Chapter 1 - Reliable, Scalable and maintainable applications
Chapter 1 of Designing Data Intensive Applications
- Data systems don't fit into clear categories now, redis is used for queues, kafka has database like durability guarantees.
- Application code is responsible for making sure data remains consistent between any number of data systems the application might not be using.
- Each application made from smaller data systems is a new data system. You're also a data system designer.
- Lots of tricky questions: ensure correctness, design a good API, reliability, performance.
- Many factors influence design: skills and experience of people, timescale for delivery etc.

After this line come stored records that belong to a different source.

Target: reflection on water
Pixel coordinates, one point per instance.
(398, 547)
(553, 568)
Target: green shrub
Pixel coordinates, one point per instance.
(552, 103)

- Three concerns that are most important in systems:
- Reliability
- Scalability
- Maintainability
Reliability
- Application should performs the function that the user expected
- Should tolerate the user making mistakes.
- Performance should be good enough
- Should prevent unauthorized access and abuse
- Things that can go wrong are called faults.
- Failures are when the system as a whole stops providing the required service to the user.
- Fault tolerance doesn't mean being tolerant of ALL faults.
- It's best to try to design a system that prevents faults from causing failures, i.e it tolerates faults.
- You also want to prevent certain types of faults like security issues.
Hardware faults
- Hard disk crashes, power faults etc.
- Usually, add redundancy to mitigate this issue.
Software errors
- Hardware failures are generally not related, but correlated software bugs can cause the entire system to go down.
- Systematic errors can be avoided by thorough testing, carefully thinking about assumptions and interactions in the system.
Human errors
- Humans are unreliable.
- Make it easy to do the right thing.
- Decouple experimentation by providing a sandbox environment.
- Test thoroughly.
- Allow quick and easy recovery from human errors.
- Set up detailed and clear monitoring.